Outro projeto cria um fundo social que será abastecido com dinheiro do pré-sal. O dinheiro desse fundo será destinado às áreas de educação, meio ambiente, cultura, ciência e tecnologia e combate à pobreza.

Um terceiro projeto trata da capitalização da Petrobras, estimada em US$ 50 bilhões. Segundo o líder do governo no Senado, Romero Jucá (PMDB-RR), a capitalização será feita por meio de barris de petróleo que serão disponibilizados para a Petrobras. "Estamos falando do que está estocado na camada, ainda a ser retirado", disse o líder. "O preço do barril está estimado em US$ 10, mas isso será reavaliado em 24 meses, pelo novo preço do petróleo".

O outro projeto trata da criação da Petrosal, a estatal que deverá cuidar da exploração do pré-sal.

Com o caráter de urgência, a previsão inicial é de que os projetos sejam votados em até 90 dias.
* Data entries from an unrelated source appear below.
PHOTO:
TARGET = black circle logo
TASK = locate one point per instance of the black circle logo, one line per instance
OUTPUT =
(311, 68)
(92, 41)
A líder do PT no Congresso, a senadora Ideli Salvatti (PT-SC), prevê, contudo, que antes de março nada esteja votado.

Oposição
Jucá afirmou que a urgência na votação é defendida pelo governo em uma tentativa de evitar entraves com a oposição. "Se a oposição antes de ver o projeto já começa a discutir, já começa a atacar, a partidarizar e politizar essa questão, nós queremos discutir, claro, mas com pressa, com data marcada para que, tendo o marco regulatório, o Brasil possa ter investimentos nacionais e internacionais".

"A partidariazação está partindo da oposição, que já prejulga os projetos e antecipa o debate", completou o líder do governo no Senado.

Os projetos serão entregues pelo presidente Lula ao presidente da Câmara dos Deputados, Michel Temer (PMDB-SP), em cerimônia a ser realizada na tarde desta segunda-feira.

A discussão sobre a distribuição dos royalties do petróleo a ser extraído do pré-sal ficará de fora dos projetos sobre o marco regulatório. "Essa questão não está sendo discutida agora, não está em debate", disse Jucá, acrescentando que a discussão poderá ser feita através de outros projetos sobre o tema que já estão em tramitação no Congresso.

A questão é uma das mais polêmicas a respeito do pré-sal, já que os Estados produtores defendem a manutenção de uma fatia maior do bolo a ser arrecadado com o pré-sal.